Office Space is a funny film for good reason. Much of office life is, in fact, absurd. However, not all of it. And now, in place of the commute, we have more work hours. That’s not a positive adjustment.
Many people use their commute to prepare for the day and to unwind from a long day at the office. Remove the time and the time to transition, and it’s all work, all the time. Therefore, a new code of conduct for remote teams must include well-defined up-time and down-time. For example, no email or Slacks sent (or read) before or after hours.
Why Do We Work? For Money, Fame, and Power?
Why do we work? Here’s a better question…How do we truly succeed in our careers?
Naturally, Tobaccowala has some good ideas.
When I conducted research for my book a question that I asked is why do people work and who are the most fulfilled people at work? Initially people work for three important motivations: Money, Fame (Recognition), and Power (Autonomy).
The people who succeed in the long run also seek and find three other motivations which are Purpose (alignment with the goals of the company, finding meaning at work), Growth (learning, becoming better, new skills) and Connections ( Connection to people they work with and the communities they work with).
My advice would be to focus on these three latter goals because they are most Human and everlasting.
Purpose, Growth, and Connections. PG&C. It’s a simple, powerful way to see your work.

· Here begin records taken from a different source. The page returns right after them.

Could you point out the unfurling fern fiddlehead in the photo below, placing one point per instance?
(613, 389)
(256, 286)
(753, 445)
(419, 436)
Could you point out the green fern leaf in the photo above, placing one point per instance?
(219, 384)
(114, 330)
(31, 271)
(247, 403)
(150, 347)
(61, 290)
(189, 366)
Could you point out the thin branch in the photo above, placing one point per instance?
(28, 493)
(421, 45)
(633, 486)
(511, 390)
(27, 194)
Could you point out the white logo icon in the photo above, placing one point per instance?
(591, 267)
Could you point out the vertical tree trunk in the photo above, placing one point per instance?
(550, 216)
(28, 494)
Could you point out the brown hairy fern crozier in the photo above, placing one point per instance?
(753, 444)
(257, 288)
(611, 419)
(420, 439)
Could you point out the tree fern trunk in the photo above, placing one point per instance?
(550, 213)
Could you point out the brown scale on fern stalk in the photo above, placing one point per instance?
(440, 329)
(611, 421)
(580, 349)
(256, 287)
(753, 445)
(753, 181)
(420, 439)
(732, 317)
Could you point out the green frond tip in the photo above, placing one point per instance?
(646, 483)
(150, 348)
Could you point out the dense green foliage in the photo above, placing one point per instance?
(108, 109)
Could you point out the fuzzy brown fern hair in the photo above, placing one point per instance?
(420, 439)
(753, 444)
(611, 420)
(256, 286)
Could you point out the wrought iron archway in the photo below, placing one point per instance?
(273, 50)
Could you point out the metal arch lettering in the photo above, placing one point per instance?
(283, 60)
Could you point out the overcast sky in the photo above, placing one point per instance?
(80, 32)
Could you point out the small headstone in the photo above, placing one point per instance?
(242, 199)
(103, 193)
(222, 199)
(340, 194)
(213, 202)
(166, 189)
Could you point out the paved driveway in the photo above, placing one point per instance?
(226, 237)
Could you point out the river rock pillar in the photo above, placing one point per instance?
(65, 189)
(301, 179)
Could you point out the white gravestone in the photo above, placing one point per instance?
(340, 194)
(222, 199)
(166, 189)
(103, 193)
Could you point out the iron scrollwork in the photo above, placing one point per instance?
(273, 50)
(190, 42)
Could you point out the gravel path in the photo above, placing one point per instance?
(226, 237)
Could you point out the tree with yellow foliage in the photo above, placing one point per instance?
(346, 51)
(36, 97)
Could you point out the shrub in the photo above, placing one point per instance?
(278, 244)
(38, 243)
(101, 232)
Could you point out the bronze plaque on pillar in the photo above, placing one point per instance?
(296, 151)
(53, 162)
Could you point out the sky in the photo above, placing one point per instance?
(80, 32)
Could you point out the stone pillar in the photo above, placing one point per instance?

Why do you or I get up in the morning and go to the machine? For money? Sure. But why else?
When you’re building something—an ad campaign, a company, or a movement—you’re deeply connected to the core purpose. For instance, if you’re building a business, your core purpose might be to provide a place for people to work, including a new generation of people who bring new ideas forward. When this case, your purpose becomes making stronger connections that help you and them grow.